Step 1: Analyze Current Spending
# Get cost breakdown by resource group
az consumption usage list \
--start-date 2024-01-01 \
--end-date 2024-01-31 \
--query "[].{ResourceGroup:resourceGroup,Cost:pretaxCost}" \
--output table
# Get Azure Advisor recommendations
az advisor recommendation list \
--category Cost \
--output table
# Export cost data for analysis
az costmanagement query \
--type Usage \
--scope "/subscriptions/{subscription-id}" \
--timeframe MonthToDate \
--dataset-grouping name=ResourceGroup type=Dimension \
--dataset-aggregation '{"totalCost":{"name":"Cost","function":"Sum"}}'Step 2: Implement Reserved Instances
// Reserved Instance savings calculator
// Standard D4s_v5 (4 vCPU, 16GB) in East US:
// - Pay-as-you-go: $140.16/month
// - 1-year reserved: $89.79/month (36% savings)
// - 3-year reserved: $57.67/month (59% savings)
// For 10 production VMs running 24/7:
// - Current: 10 × $140.16 = $1,401.60/month
// - With 3-year RI: 10 × $57.67 = $576.70/month
// - Annual savings: $9,899/year
// Purchase recommendations based on usage patterns
resource reservationOrder 'Microsoft.Capacity/reservationOrders@2022-11-01' = {
name: 'ro-production-vms'
location: 'global'
properties: {
reservedResourceType: 'VirtualMachines'
billingScopeId: subscription().id
term: 'P3Y' // 3-year term
billingPlan: 'Monthly'
quantity: 10
displayName: 'Production VM Reservations'
appliedScopes: [subscription().id]
appliedScopeType: 'Shared' // Apply across subscriptions
renew: true
}
}
// Azure SQL Database reservations
// vCore reservations apply across all SQL products
resource sqlReservation 'Microsoft.Capacity/reservationOrders@2022-11-01' = {
name: 'ro-sql-vcores'
location: 'global'
properties: {
reservedResourceType: 'SqlDatabases'
term: 'P1Y'
quantity: 24 // Total vCores
displayName: 'SQL vCore Reservations'
appliedScopeType: 'Shared'
}
}Step 3: Right-Size Virtual Machines
// Enable Azure Monitor for VM metrics analysis
resource vmInsights 'Microsoft.Insights/dataCollectionRules@2022-06-01' = {
name: 'dcr-vm-performance'
location: location
properties: {
dataSources: {
performanceCounters: [
{
name: 'VMPerformance'
streams: ['Microsoft-Perf']
samplingFrequencyInSeconds: 60
counterSpecifiers: [
'\\Processor Information(_Total)\\% Processor Time'
'\\Memory\\% Committed Bytes In Use'
'\\LogicalDisk(_Total)\\% Disk Read Time'
'\\LogicalDisk(_Total)\\% Disk Write Time'
]
}
]
}
destinations: {
logAnalytics: [
{
workspaceResourceId: logAnalytics.id
name: 'vmLogs'
}
]
}
}
}// KQL query to find oversized VMs
Perf
| where ObjectName == "Processor" and CounterName == "% Processor Time"
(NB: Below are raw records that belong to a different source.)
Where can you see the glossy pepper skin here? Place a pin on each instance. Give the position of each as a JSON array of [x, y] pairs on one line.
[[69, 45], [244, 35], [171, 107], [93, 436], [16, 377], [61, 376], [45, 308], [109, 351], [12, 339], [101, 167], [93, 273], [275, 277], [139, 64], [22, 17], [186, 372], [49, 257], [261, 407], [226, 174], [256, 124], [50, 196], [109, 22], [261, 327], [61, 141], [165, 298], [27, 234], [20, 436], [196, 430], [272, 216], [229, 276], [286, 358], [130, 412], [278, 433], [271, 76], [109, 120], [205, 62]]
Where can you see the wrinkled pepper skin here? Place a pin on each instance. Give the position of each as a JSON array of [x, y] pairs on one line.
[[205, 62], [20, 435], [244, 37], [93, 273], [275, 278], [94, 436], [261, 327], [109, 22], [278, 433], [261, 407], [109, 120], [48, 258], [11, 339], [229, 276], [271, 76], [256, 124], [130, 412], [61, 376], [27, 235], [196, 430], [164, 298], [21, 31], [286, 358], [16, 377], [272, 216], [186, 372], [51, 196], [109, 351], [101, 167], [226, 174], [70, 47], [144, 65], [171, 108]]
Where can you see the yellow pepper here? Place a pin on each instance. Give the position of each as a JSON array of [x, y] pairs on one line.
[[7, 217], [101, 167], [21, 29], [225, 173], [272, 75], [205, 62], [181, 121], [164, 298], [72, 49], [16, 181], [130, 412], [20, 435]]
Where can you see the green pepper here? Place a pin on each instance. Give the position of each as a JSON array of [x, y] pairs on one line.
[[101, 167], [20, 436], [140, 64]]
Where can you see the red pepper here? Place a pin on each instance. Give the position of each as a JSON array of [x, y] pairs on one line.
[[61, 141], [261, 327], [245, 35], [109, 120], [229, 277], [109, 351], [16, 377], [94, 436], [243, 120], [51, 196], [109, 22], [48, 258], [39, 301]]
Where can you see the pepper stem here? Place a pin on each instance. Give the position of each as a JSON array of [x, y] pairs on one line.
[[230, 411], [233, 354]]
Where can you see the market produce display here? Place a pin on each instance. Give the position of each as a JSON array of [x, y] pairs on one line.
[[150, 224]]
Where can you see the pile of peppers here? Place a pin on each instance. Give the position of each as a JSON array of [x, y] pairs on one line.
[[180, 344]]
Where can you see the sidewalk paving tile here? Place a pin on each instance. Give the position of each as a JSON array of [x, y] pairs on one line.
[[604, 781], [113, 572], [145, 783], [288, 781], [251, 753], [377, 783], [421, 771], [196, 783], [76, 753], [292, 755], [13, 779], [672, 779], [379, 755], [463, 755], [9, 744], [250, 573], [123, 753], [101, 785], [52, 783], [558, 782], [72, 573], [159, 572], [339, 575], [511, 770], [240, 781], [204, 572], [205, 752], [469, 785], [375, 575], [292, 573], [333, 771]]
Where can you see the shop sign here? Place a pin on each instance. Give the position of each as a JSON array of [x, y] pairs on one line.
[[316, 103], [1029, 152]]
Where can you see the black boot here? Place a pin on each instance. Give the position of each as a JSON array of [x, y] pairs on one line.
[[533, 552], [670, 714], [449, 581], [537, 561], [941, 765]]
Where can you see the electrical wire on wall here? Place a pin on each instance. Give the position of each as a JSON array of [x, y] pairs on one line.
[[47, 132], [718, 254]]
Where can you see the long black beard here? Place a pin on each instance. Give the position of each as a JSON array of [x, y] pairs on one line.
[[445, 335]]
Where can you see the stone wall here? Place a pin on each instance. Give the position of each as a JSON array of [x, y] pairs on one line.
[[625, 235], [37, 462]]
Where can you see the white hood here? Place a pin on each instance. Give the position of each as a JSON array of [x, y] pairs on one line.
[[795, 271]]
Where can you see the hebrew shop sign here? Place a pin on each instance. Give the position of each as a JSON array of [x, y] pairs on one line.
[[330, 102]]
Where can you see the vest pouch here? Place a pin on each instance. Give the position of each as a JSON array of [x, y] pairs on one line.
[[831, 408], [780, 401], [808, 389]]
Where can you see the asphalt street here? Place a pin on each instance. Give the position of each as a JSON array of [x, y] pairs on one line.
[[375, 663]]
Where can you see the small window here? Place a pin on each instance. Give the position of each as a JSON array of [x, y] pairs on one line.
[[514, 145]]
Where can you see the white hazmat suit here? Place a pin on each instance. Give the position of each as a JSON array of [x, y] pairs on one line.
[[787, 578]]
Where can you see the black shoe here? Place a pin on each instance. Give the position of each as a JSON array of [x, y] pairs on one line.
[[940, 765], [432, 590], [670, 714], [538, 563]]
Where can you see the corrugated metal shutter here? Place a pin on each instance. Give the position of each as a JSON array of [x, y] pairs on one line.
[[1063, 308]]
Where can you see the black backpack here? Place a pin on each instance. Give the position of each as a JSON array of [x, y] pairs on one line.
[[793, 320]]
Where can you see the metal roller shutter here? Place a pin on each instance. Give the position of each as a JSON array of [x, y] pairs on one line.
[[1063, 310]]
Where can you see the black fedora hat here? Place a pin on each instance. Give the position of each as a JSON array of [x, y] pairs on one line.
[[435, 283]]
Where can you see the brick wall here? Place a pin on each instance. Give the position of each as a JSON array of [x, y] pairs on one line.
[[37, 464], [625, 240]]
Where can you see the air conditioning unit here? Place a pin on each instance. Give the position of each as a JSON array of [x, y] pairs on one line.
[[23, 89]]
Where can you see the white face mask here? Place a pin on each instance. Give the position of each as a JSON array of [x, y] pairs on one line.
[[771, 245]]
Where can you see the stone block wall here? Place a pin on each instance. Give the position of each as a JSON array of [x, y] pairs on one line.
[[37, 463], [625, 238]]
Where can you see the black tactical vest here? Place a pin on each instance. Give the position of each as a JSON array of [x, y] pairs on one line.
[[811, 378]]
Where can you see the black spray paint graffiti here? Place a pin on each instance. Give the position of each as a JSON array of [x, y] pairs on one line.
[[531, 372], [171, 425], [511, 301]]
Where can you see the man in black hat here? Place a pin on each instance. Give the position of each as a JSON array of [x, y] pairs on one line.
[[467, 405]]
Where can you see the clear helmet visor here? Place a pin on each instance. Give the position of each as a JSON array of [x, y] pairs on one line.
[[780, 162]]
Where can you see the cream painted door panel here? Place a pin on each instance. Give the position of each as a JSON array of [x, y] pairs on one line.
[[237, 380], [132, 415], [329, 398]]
| where TimeGenerated > ago(30d)
| summarize AvgCPU = avg(CounterValue),
MaxCPU = max(CounterValue),
P95CPU = percentile(CounterValue, 95)
by Computer
| where P95CPU < 20 // VMs with P95 CPU < 20% are oversized
| order by AvgCPU asc
// Memory utilization
Perf
| where ObjectName == "Memory" and CounterName == "% Committed Bytes In Use"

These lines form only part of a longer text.